New York City will have to pay three Muslim women $180,000 because they had to remove their hijabs for police photos.
The New York Daily News reports that the women received the news Monday in court after filing separate civil rights suits against the city. The outcome is forcing the NYPD to strictly adhere to its policy on getting pictures of people wearing religious headgear.
The verdict was almost six years in the making, with the first case beginning in 2012 with a fight between three girls attending a Brooklyn high school. One of the girls suspected the other two were talking behind her back.
There was never any criminal prosecution, but the photos that the cops took when they investigated the fight eventually led to accusations that the girl’s civil rights had been abused.
After her first booking, one of the teens was taken to a private room where she removed her hijab and a photograph was taken by a female police office.

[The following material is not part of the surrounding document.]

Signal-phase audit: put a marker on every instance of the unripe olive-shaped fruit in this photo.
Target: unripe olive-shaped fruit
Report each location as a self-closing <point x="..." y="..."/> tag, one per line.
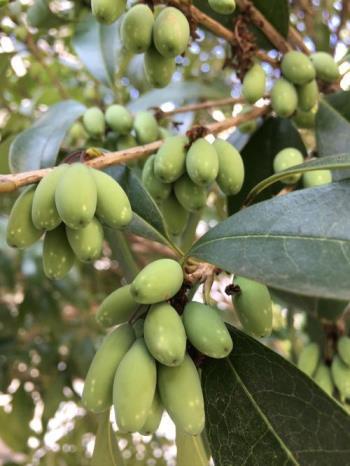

However, at the second booking, there were no female officers on hand to take the picture and the girl was not taken to a private room for the procedure.
The resulting civil action described the girl as feeling “exposed, violated and distraught” due to the experience.
Meanwhile in March 2015, the NYPD changed its policy relating to religious headgear and photos; people were given the choice of having their picture taken privately by a female officer.
That decision prompted the girl’s lawyer, Tahanie Aboushi, to file two additional suits based on hijabs being removed.
The three cases all proceeded to trial in 2017 with successful results and $60,000 in compensation for all three.
Aboushi told the Daily News the decision was a “great first step” that came as a result of collaboration.
“We did our best to establish good precedent,” Aboushi told the Daily News.